Over 1,000 fake Facebook accounts were discovered in a large-scale scam aimed at Facebook Messenger users in over 80 countries worldwide, claims research by a team of analysts at cyber intelligence company Group-IB.
Researchers claim that fake accounts were distributing ads promoting an ‘updated version of Facebook Messenger.’ The move allowed cybercriminals to harvest users’ login credentials in Europe, North and South Americas, Asia, and the Middle East.

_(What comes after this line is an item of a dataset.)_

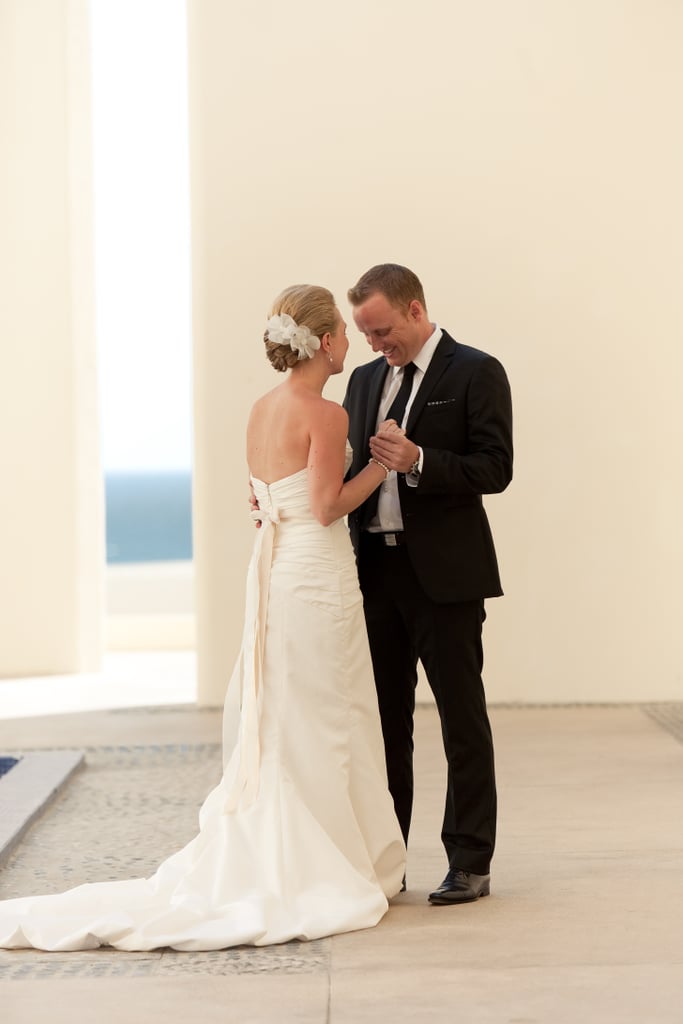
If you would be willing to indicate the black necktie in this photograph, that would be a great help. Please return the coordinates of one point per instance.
(397, 409)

“Living in the era of instant-everything, clicking on an attractive ad, proposal, headline became a natural human reflex. This didn’t come unnoticed by fraudsters who have been relentlessly feeding on users’ carelessness,” Dmitry Tiunkin, Group-IBs head of digital risk protection Europe is quoted in a press release.
Carrot and stick
The report claims that the number of Facebook posts penned to invite users to install the fraudulent app reached 5,700. Ironically, scammers used Facebook to trick users into giving their credentials to log in to Facebook.
Fraudsters registered accounts that resemble the real app by using somewhat similar names such as ‘Messanger,’ ‘Meseenger,’ ‘Messsengar’ and used the official logo for the real Messenger app as the profile picture for the fake pages and accounts.
To bypass Facebooks’ scam filters, threat actors used popular URL shortener platforms. Clicking on a link led victims to a supposed Facebook download site that requested to provide an email address and password to Facebook. To keep appearances, fraudsters employed a user interface that closely resembles Facebook Messenger.
The report claims that to lure users in, the fake update was said to allow users to find out who visited one’s profile and see the deleted messages or even offered to shift to Gold Messenger. Some users were blackmailed into updating by fraudsters claiming that Facebook accounts without the update will get banned.
Facebook users have been at the forefront of cybercriminals in the past weeks. At the beginning of April, 533M Facebook users’ personal data leaked online. According to the CyberNews investigation team, this database has been for sale on the same forum since last June.
However, the same data was later published online for free, meaning it is highly probable that scammers will target more Facebook users in the future.
Facebook hasn’t been the only social platform to suffer from leaks recently. LinkedIn and Clubhouse users’ data was also leaked this month, raising questions about whether social networks take their users’ data privacy seriously.